Aristoteles said, By the mean of a thing I denote a point equally distant from either extreme. Let's call that equidistant point y. Considering two data points y1 and y2, the equidistant point y would be found by setting the equality
y1−y = y−y2 and solving for y
y=y1+y2/2
which is the arithmetic mean of y1 and y2. Departing from this formula of mean being an equidistant point from the extremes, how do we come to the conclusion that the general formula for mean represent the average value, or most typical value of the data set.
Think probabilities and expectation. Let's say you have a probability distribution over the set $A = \{x, y\}$, i.e. $\mathbb{P}(x) = \mathbb{P}(y) = \frac{1}{2}$. Let $x, y$ be real numbers. The expectation of a random variable $X$ drawn from this particular distribution over $A$ is as follows $\mathbb{E}[X] = \frac{1}{2} \cdot x + \frac{1}{2}\cdot y = \frac{x + y}{2}$. Thus, you can say that this formula is arrived by placing a uniform distribution over the set of numbers.
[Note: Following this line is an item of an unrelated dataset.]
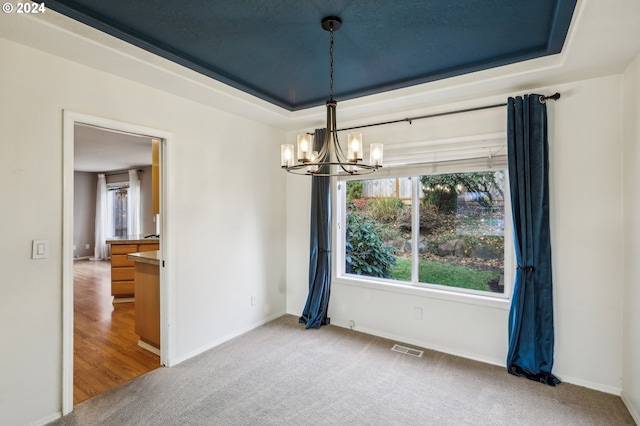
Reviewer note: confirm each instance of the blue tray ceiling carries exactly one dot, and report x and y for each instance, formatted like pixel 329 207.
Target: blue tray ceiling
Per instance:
pixel 277 50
Note that this generalizes readily. If $A = \{a_1, \ldots, a_n\}$, and you placed a probability mass of $\frac{1}{n}$ on each of the elements of $A$, you'd get that the expected value is $\frac{a_1 + \ldots + a_n}{n}$.
I want to repeat the main message of my answer. You are placing a uniform distribution over the elements. The uniform distribution says that each of the values is equally likely. So equally likely $\equiv$ most typical value. I hope this helps.